Even with the advancement of artificial intelligence, computers still has its limitations. One major reason is the way memory and processor units traditionally work. It functions separately which means data have to be sent back and forth between the two. This is why a human brain is better than any modern computer since it processes and stores information in the same place.
An international team of researchers from the Universities of Münster (Germany), Oxford and Exeter (both UK), developed a piece of hardware which could pave the way for creating computers to function like a human brain.
They were able to produce a chip that contains a network of artificial neurons that interacts with light and can imitate the behavior of neurons and their synapses. With advanced machine learning technology, this optical neurosynaptic network is able to "learn" information and use this as a basis for computing and recognizing patterns, exactly like a human brain. Now since it utilizes light and not traditional electrons, data processing is several times faster.
The process itself involves the use of optical waveguides that can transmit light and can be fabricated into optical microchips are integrated with so-called phase-change materials -- which are already found today on storage media such as re-writable DVDs. These phase-change materials are characterized by the fact that they change their optical properties dramatically, depending on whether they are crystalline or amorphous. This phase-change can be triggered by light if a laser heats the material up.
"Because the material reacts so strongly, and changes its properties dramatically, it is highly suitable for imitating synapses and the transfer of impulses between two neurons," says lead author Johannes Feldmann.
"This integrated photonic system is an experimental milestone," says Prof.

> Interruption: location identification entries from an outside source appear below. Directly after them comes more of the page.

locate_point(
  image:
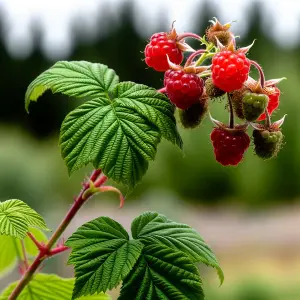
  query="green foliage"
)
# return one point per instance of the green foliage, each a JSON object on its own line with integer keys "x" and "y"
{"x": 159, "y": 263}
{"x": 163, "y": 273}
{"x": 151, "y": 228}
{"x": 76, "y": 78}
{"x": 11, "y": 249}
{"x": 16, "y": 217}
{"x": 102, "y": 255}
{"x": 48, "y": 287}
{"x": 118, "y": 129}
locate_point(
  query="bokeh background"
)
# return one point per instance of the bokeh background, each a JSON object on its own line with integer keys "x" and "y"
{"x": 249, "y": 214}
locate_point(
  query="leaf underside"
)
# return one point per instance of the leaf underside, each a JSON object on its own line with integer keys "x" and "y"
{"x": 48, "y": 287}
{"x": 16, "y": 217}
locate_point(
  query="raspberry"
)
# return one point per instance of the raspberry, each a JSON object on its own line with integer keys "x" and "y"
{"x": 159, "y": 47}
{"x": 193, "y": 116}
{"x": 229, "y": 146}
{"x": 267, "y": 143}
{"x": 183, "y": 89}
{"x": 230, "y": 70}
{"x": 273, "y": 103}
{"x": 254, "y": 105}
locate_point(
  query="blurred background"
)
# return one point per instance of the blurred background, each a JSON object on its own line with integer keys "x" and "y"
{"x": 249, "y": 215}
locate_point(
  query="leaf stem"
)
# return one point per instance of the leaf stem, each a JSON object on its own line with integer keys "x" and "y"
{"x": 43, "y": 253}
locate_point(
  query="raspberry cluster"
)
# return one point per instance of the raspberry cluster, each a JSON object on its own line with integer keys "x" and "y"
{"x": 219, "y": 70}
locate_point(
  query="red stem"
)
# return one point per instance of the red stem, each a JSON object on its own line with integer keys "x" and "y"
{"x": 193, "y": 55}
{"x": 43, "y": 253}
{"x": 188, "y": 35}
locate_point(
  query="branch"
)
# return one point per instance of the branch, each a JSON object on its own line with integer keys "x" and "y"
{"x": 43, "y": 253}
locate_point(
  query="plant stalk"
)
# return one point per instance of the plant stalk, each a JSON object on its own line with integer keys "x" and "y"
{"x": 79, "y": 201}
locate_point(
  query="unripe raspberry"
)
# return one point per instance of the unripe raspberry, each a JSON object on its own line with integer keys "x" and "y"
{"x": 161, "y": 44}
{"x": 211, "y": 90}
{"x": 267, "y": 143}
{"x": 273, "y": 103}
{"x": 193, "y": 116}
{"x": 230, "y": 70}
{"x": 183, "y": 89}
{"x": 254, "y": 105}
{"x": 220, "y": 32}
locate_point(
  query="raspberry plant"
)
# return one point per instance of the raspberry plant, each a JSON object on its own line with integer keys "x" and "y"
{"x": 117, "y": 130}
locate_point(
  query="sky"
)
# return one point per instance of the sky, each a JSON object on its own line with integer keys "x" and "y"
{"x": 281, "y": 19}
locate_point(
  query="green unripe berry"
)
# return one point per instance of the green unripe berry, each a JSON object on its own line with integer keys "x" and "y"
{"x": 254, "y": 105}
{"x": 267, "y": 144}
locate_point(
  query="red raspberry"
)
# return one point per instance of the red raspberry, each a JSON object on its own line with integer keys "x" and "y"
{"x": 183, "y": 89}
{"x": 272, "y": 104}
{"x": 229, "y": 147}
{"x": 230, "y": 70}
{"x": 157, "y": 50}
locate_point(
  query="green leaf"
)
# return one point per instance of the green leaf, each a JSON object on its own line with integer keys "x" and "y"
{"x": 102, "y": 256}
{"x": 162, "y": 273}
{"x": 118, "y": 132}
{"x": 152, "y": 228}
{"x": 8, "y": 256}
{"x": 74, "y": 78}
{"x": 30, "y": 247}
{"x": 11, "y": 249}
{"x": 16, "y": 217}
{"x": 48, "y": 287}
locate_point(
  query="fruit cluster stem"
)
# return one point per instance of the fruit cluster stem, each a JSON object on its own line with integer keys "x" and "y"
{"x": 44, "y": 251}
{"x": 231, "y": 112}
{"x": 260, "y": 71}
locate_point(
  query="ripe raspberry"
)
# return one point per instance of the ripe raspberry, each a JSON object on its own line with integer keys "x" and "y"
{"x": 267, "y": 143}
{"x": 254, "y": 105}
{"x": 159, "y": 47}
{"x": 229, "y": 146}
{"x": 273, "y": 103}
{"x": 193, "y": 116}
{"x": 230, "y": 70}
{"x": 183, "y": 89}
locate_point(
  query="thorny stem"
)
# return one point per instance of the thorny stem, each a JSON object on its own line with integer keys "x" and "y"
{"x": 261, "y": 73}
{"x": 43, "y": 253}
{"x": 205, "y": 55}
{"x": 192, "y": 56}
{"x": 231, "y": 113}
{"x": 268, "y": 119}
{"x": 188, "y": 35}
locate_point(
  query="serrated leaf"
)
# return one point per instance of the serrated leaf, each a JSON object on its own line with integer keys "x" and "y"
{"x": 102, "y": 256}
{"x": 152, "y": 228}
{"x": 162, "y": 273}
{"x": 74, "y": 78}
{"x": 48, "y": 287}
{"x": 16, "y": 217}
{"x": 8, "y": 255}
{"x": 118, "y": 132}
{"x": 11, "y": 249}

Wolfram Pernice from Münster University and lead partner in the study.
"Our system has enabled us to take an important step towards creating computer hardware which behaves similarly to neurons and synapses in the brain and which is also able to work on real-world tasks," says Wolfram Pernice. "By working with photons instead of electrons we can exploit to the full the known potential of optical technologies -- not only in order to transfer data, as has been the case so far but also in order to process and store them in one place," adds co-author Prof. Harish Bhaskaran from the University of Oxford.
This approach could be very useful in many different fields, especially in scenarios where large quantities of data are being evaluated, for example in medical diagnosis. Though before such applications could be done, further studies and work are needed, foremost to increase the number of artificial neurons (the current number is 4) and synapses (the current number is 60) which would, in turn, increase the depth of neural networks.